Brother Gilstrap mentioned yesterday that it was his job as an author of thrillers to give his readers a wild ride. ‘Tis true, of course, but it got me to thinking about what happens when we climb aboard a horse which we expect to be a stallion but which seems, at least out of the gate, to be a foal. It has happened to me, and I daresay at some point it happens to everyone who reads a fair number of books: the first couple of pages grab you, but twenty or so pages into the story you find that the grip is becoming looser by the paragraph.
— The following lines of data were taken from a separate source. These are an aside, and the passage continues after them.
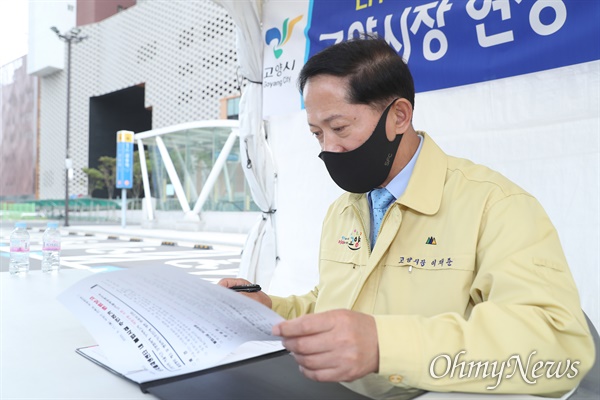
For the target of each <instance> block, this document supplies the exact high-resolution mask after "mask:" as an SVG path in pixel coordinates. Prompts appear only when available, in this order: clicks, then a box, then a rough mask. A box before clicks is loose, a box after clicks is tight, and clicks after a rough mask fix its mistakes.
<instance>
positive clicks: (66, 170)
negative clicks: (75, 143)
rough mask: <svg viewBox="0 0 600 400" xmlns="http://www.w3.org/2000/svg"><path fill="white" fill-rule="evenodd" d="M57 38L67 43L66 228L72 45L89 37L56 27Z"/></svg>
mask: <svg viewBox="0 0 600 400" xmlns="http://www.w3.org/2000/svg"><path fill="white" fill-rule="evenodd" d="M50 29H51V30H52V31H53V32H54V33H56V36H58V38H59V39H60V40H62V41H64V42H65V43H67V143H66V157H65V226H69V172H70V171H73V160H71V157H70V153H69V140H70V126H71V44H72V43H75V44H77V43H79V42H81V41H83V40H84V39H87V38H88V36H87V35H86V36H79V34H80V33H81V30H80V29H79V28H73V29H71V30H70V31H69V32H67V33H65V34H62V33H60V31H59V30H58V29H57V28H56V27H55V26H53V27H51V28H50ZM71 173H72V172H71Z"/></svg>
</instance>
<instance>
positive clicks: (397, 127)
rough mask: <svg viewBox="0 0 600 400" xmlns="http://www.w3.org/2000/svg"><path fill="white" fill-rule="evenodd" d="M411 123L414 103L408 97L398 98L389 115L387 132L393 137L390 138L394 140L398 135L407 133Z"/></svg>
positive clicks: (390, 137)
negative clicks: (403, 97) (408, 99)
mask: <svg viewBox="0 0 600 400" xmlns="http://www.w3.org/2000/svg"><path fill="white" fill-rule="evenodd" d="M390 117H391V118H390ZM411 123H412V104H410V101H408V100H406V99H398V100H396V102H395V103H394V105H393V106H392V108H391V109H390V112H389V115H388V121H387V124H388V125H387V128H388V129H387V132H388V133H389V134H391V137H388V139H389V140H394V137H395V136H396V135H399V134H402V133H405V132H406V131H407V130H408V128H409V127H410V126H411ZM388 136H389V135H388Z"/></svg>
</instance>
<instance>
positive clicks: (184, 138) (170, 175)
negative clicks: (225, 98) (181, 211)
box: [135, 120, 258, 219]
mask: <svg viewBox="0 0 600 400" xmlns="http://www.w3.org/2000/svg"><path fill="white" fill-rule="evenodd" d="M135 139H136V140H137V144H138V151H139V149H140V148H142V147H143V152H148V159H149V160H150V161H149V168H146V173H144V171H142V172H143V175H144V178H145V182H144V184H145V186H146V185H147V186H148V187H147V188H146V187H145V190H146V191H147V190H148V189H150V193H151V196H152V197H153V198H155V199H156V210H163V211H169V210H182V211H184V212H186V213H190V212H194V213H196V214H198V213H199V212H200V211H258V207H257V206H256V205H255V204H254V202H253V201H252V194H251V193H250V189H249V187H248V185H247V182H246V179H245V177H244V173H243V170H242V165H241V162H240V160H241V158H240V154H239V152H240V147H239V136H238V121H237V120H216V121H197V122H192V123H186V124H181V125H177V126H173V127H169V128H162V129H156V130H152V131H147V132H141V133H138V134H136V135H135ZM140 159H141V160H142V159H144V156H143V155H142V152H140ZM147 167H148V165H147ZM148 169H149V170H150V171H149V172H148ZM199 202H200V203H199ZM150 219H152V218H150Z"/></svg>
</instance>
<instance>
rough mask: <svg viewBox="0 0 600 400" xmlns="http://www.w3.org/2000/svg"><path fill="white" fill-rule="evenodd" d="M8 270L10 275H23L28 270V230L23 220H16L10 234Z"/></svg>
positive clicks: (28, 271)
mask: <svg viewBox="0 0 600 400" xmlns="http://www.w3.org/2000/svg"><path fill="white" fill-rule="evenodd" d="M8 271H9V272H10V274H11V275H16V274H21V275H25V274H27V272H29V232H27V224H26V223H25V222H17V223H16V224H15V230H14V231H12V233H11V234H10V262H9V263H8Z"/></svg>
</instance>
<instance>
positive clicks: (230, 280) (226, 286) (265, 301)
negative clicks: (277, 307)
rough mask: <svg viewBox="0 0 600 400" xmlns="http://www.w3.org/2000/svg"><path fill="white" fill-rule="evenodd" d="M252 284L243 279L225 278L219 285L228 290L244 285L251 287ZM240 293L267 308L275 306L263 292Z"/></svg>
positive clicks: (246, 280) (266, 295)
mask: <svg viewBox="0 0 600 400" xmlns="http://www.w3.org/2000/svg"><path fill="white" fill-rule="evenodd" d="M251 284H252V282H249V281H247V280H245V279H242V278H223V279H221V280H220V281H219V285H221V286H225V287H227V288H230V287H233V286H242V285H251ZM239 293H240V294H242V295H244V296H246V297H250V298H251V299H252V300H256V301H258V302H259V303H261V304H262V305H264V306H267V307H269V308H271V306H272V305H273V302H272V301H271V298H270V297H269V296H268V295H267V294H266V293H264V292H262V291H260V292H252V293H246V292H239Z"/></svg>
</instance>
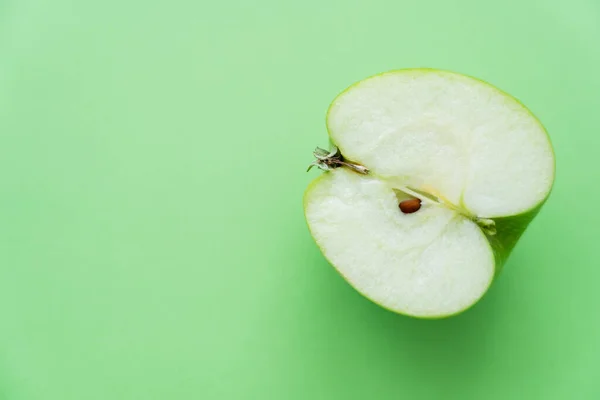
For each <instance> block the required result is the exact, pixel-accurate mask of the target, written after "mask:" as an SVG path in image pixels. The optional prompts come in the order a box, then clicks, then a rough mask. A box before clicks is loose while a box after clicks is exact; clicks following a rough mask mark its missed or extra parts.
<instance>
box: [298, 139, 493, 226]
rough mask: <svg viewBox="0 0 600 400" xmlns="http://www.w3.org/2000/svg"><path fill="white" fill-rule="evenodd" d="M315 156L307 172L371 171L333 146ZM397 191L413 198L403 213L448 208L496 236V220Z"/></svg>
mask: <svg viewBox="0 0 600 400" xmlns="http://www.w3.org/2000/svg"><path fill="white" fill-rule="evenodd" d="M313 155H314V156H315V158H316V160H315V161H313V162H312V163H311V164H310V165H309V166H308V169H307V170H306V171H307V172H308V171H310V170H311V168H312V167H318V168H319V169H321V170H323V171H331V170H333V169H335V168H339V167H346V168H348V169H350V170H352V171H354V172H358V173H359V174H363V175H366V174H368V173H369V169H368V168H367V167H365V166H363V165H360V164H356V163H353V162H350V161H348V160H346V159H345V158H344V156H343V155H342V153H341V152H340V150H339V149H338V148H337V147H335V146H333V148H332V149H331V151H327V150H325V149H322V148H320V147H317V148H316V149H315V151H314V152H313ZM396 190H399V191H401V192H404V193H406V194H408V195H410V196H412V197H413V198H412V199H410V200H406V201H408V202H410V203H409V204H404V205H403V204H402V203H405V202H406V201H403V202H401V203H400V204H399V207H400V210H402V212H404V213H405V214H411V213H414V212H416V211H418V210H419V209H420V208H421V204H422V203H425V204H433V205H437V206H442V207H447V208H449V209H451V210H454V211H456V212H457V213H459V214H461V215H463V216H464V217H466V218H469V219H470V220H472V221H473V222H475V223H476V224H477V225H479V227H480V228H481V230H483V232H484V233H485V234H487V235H489V236H494V235H495V234H496V223H495V222H494V220H492V219H488V218H481V217H478V216H476V215H474V214H473V213H471V212H469V211H468V210H466V209H465V208H463V207H459V206H457V205H454V204H452V202H450V201H449V200H447V199H445V198H443V197H442V196H434V195H432V194H430V193H426V192H423V191H420V190H418V189H414V188H410V187H401V188H398V189H396ZM405 210H406V211H405Z"/></svg>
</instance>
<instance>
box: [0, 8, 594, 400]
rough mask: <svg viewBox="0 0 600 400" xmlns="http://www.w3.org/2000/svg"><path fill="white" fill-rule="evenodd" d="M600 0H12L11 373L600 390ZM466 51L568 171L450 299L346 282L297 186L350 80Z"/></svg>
mask: <svg viewBox="0 0 600 400" xmlns="http://www.w3.org/2000/svg"><path fill="white" fill-rule="evenodd" d="M599 43H600V3H599V2H598V1H597V0H570V1H548V0H538V1H535V0H531V1H522V0H511V1H502V2H487V1H481V0H471V1H458V2H455V1H443V0H438V1H391V0H390V1H383V0H370V1H348V0H345V1H342V0H340V1H319V0H310V1H304V2H300V1H297V2H290V1H275V0H258V1H256V2H250V1H241V0H236V1H224V2H218V1H212V2H205V1H189V2H184V1H178V0H175V1H168V2H167V1H164V2H157V1H150V2H142V1H139V2H135V1H125V2H122V1H117V0H112V1H95V2H92V1H74V0H73V1H69V0H53V1H45V0H19V1H17V0H3V1H0V398H1V399H9V400H21V399H22V400H54V399H57V400H70V399H74V400H95V399H101V400H107V399H127V400H129V399H144V400H146V399H161V400H162V399H461V400H462V399H598V398H600V379H599V378H600V312H599V311H598V305H599V304H600V290H598V280H599V279H600V268H599V267H600V262H599V261H598V251H597V248H598V235H599V232H598V226H600V221H599V217H598V215H599V213H598V212H597V210H596V208H597V205H598V198H599V195H600V189H599V184H598V182H599V181H600V179H599V178H600V176H599V175H600V162H599V157H598V150H597V149H598V145H600V136H599V127H600V108H599V105H600V104H599V103H600V101H599V98H600V97H599V93H600V74H599V73H598V72H599V71H600V47H599ZM421 66H427V67H437V68H443V69H450V70H455V71H458V72H463V73H466V74H470V75H474V76H477V77H479V78H482V79H484V80H487V81H489V82H491V83H492V84H494V85H497V86H498V87H500V88H502V89H504V90H506V91H508V92H509V93H511V94H513V95H514V96H516V97H517V98H519V99H520V100H522V101H523V102H524V103H525V104H526V105H527V106H528V107H529V108H531V109H532V110H533V111H534V113H536V114H537V115H538V117H539V118H540V119H541V120H542V121H543V123H544V124H545V125H546V127H547V129H548V131H549V133H550V135H551V138H552V141H553V143H554V146H555V150H556V156H557V179H556V184H555V188H554V192H553V194H552V196H551V197H550V200H549V202H548V203H547V204H546V206H545V208H544V209H543V211H542V212H541V214H540V215H539V216H538V217H537V219H536V220H535V221H534V222H533V224H532V225H531V226H530V228H529V229H528V231H527V232H526V234H525V235H524V237H523V238H522V240H521V241H520V243H519V245H518V246H517V248H516V250H515V251H514V253H513V255H512V257H511V259H510V261H509V263H508V265H506V267H505V269H504V272H503V274H502V275H501V277H500V279H499V280H498V281H497V282H496V284H495V285H494V286H493V288H492V289H491V290H490V292H489V293H488V295H487V296H486V297H485V298H484V299H483V300H482V301H481V302H480V303H479V304H477V305H476V306H475V307H474V308H472V309H471V310H469V311H468V312H466V313H464V314H462V315H459V316H457V317H455V318H451V319H447V320H440V321H422V320H414V319H410V318H406V317H402V316H398V315H395V314H392V313H390V312H388V311H385V310H383V309H381V308H379V307H378V306H376V305H374V304H372V303H370V302H369V301H368V300H366V299H364V298H363V297H361V296H360V295H359V294H358V293H356V292H355V291H354V290H353V289H351V288H350V287H349V286H348V285H347V284H346V283H345V282H344V281H343V279H342V278H340V277H339V276H338V275H337V274H336V273H335V272H334V270H333V269H332V268H331V267H330V266H329V265H328V264H327V262H326V261H325V260H324V258H323V257H322V256H321V254H320V253H319V251H318V249H317V247H316V245H315V244H314V243H313V241H312V239H311V237H310V235H309V233H308V230H307V228H306V225H305V222H304V217H303V210H302V195H303V192H304V189H305V187H306V185H307V184H308V182H309V181H310V180H311V179H313V178H314V177H315V176H316V175H317V174H318V172H316V171H311V172H310V173H309V174H306V173H305V169H306V166H307V164H308V163H309V162H310V161H312V157H311V151H312V149H313V148H314V146H316V145H321V146H324V145H326V144H327V137H326V131H325V124H324V117H325V112H326V110H327V107H328V105H329V103H330V101H331V100H332V99H333V98H334V97H335V96H336V95H337V93H339V92H340V91H341V90H343V89H344V88H345V87H346V86H348V85H350V84H352V83H354V82H355V81H357V80H360V79H362V78H365V77H367V76H369V75H372V74H375V73H378V72H382V71H386V70H389V69H394V68H405V67H421Z"/></svg>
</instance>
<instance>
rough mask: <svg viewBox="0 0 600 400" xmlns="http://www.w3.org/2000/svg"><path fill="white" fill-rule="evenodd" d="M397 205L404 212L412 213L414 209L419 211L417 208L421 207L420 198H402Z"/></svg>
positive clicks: (401, 210) (407, 212)
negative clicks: (402, 200)
mask: <svg viewBox="0 0 600 400" xmlns="http://www.w3.org/2000/svg"><path fill="white" fill-rule="evenodd" d="M399 206H400V210H401V211H402V212H403V213H404V214H412V213H414V212H416V211H419V209H420V208H421V199H408V200H404V201H401V202H400V204H399Z"/></svg>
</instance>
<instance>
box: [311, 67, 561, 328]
mask: <svg viewBox="0 0 600 400" xmlns="http://www.w3.org/2000/svg"><path fill="white" fill-rule="evenodd" d="M327 128H328V131H329V137H330V143H331V150H330V151H325V150H322V149H317V150H316V151H315V153H314V155H315V157H316V161H315V162H314V163H313V165H316V166H318V167H320V168H321V169H322V170H324V171H325V172H324V173H323V174H321V175H320V176H319V177H317V178H316V179H315V180H314V181H313V182H312V183H311V184H310V185H309V187H308V188H307V190H306V193H305V196H304V210H305V216H306V220H307V223H308V226H309V229H310V232H311V234H312V236H313V237H314V239H315V241H316V243H317V245H318V246H319V248H320V249H321V251H322V253H323V255H324V256H325V257H326V258H327V259H328V260H329V262H330V263H331V264H332V265H333V266H334V267H335V268H336V269H337V271H338V272H339V273H340V274H341V275H342V276H343V277H344V278H345V279H346V280H347V281H348V282H349V283H350V284H351V285H352V286H353V287H354V288H355V289H356V290H357V291H359V292H360V293H362V294H363V295H364V296H365V297H367V298H369V299H371V300H372V301H374V302H375V303H377V304H379V305H381V306H382V307H385V308H387V309H389V310H392V311H395V312H398V313H401V314H406V315H410V316H414V317H421V318H440V317H446V316H450V315H453V314H457V313H460V312H462V311H464V310H466V309H467V308H469V307H470V306H472V305H473V304H475V303H476V302H477V301H478V300H479V299H480V298H481V297H482V296H483V295H484V294H485V292H486V291H487V290H488V288H489V286H490V284H491V283H492V281H493V280H494V277H495V276H497V274H498V272H499V271H500V269H501V268H502V265H503V264H504V263H505V261H506V259H507V257H508V255H509V253H510V252H511V250H512V249H513V247H514V245H515V244H516V242H517V240H518V239H519V237H520V236H521V234H522V233H523V231H524V230H525V228H526V227H527V225H528V224H529V223H530V222H531V220H532V219H533V218H534V217H535V215H536V214H537V213H538V212H539V210H540V208H541V206H542V205H543V203H544V202H545V201H546V199H547V198H548V196H549V194H550V191H551V188H552V184H553V181H554V169H555V161H554V153H553V150H552V145H551V143H550V140H549V138H548V135H547V133H546V131H545V129H544V127H543V126H542V124H541V123H540V122H539V121H538V119H537V118H536V117H535V116H534V115H533V114H532V113H531V112H530V111H529V110H528V109H527V108H525V107H524V106H523V105H522V104H521V103H520V102H518V101H517V100H516V99H515V98H513V97H511V96H510V95H508V94H506V93H504V92H502V91H500V90H499V89H497V88H495V87H493V86H491V85H489V84H488V83H485V82H483V81H480V80H477V79H474V78H471V77H468V76H464V75H461V74H457V73H453V72H448V71H441V70H433V69H407V70H398V71H392V72H387V73H384V74H380V75H376V76H373V77H370V78H368V79H365V80H363V81H361V82H358V83H356V84H354V85H352V86H351V87H350V88H348V89H347V90H345V91H344V92H343V93H342V94H340V95H339V96H338V97H337V98H336V99H335V100H334V101H333V103H332V104H331V107H330V108H329V111H328V113H327ZM403 206H404V207H403ZM409 206H410V207H409Z"/></svg>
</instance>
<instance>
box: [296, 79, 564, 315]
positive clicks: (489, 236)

My question to you is, how deeply do you go into a book before you check out? What is your line of demarcation? Do you give the author a chance to change your mind? Do you immediately hang it up? Or do you hang in until the bitter end? For me, if I’m not immediately enjoying a book by a familiar or favorite author, I go one-third of the way into it before I even think about calling it quits. If I’m reading a book by an author unfamiliar to me, it’s a bit more complicated. If the narrative (or my mind) seems to be wandering before I’m one hundred pages in, I may consign it to my “later” pile in favor of something more immediately appealing. The same is true if I have no idea what has been happening during the thirty pages or so I just read, or can’t recall, in the words of the famous limerick, who has been doing what and to who. At that point I tend to put the book down wet.
But what about you? How far do you go? A few pages? A few chapters? One-third? One-half? Or do you engage in the literary equivalent of speed dating: the story has to impress you in five minutes, or you’re done?
What I’m reading: The Emperor’s Tomb by Steve Berry. Worth reading for the mention of abiotic oil alone. And for so much more. Berry is a master of rendering the complicated and complex interesting and exciting. And yes, it’s a wild ride.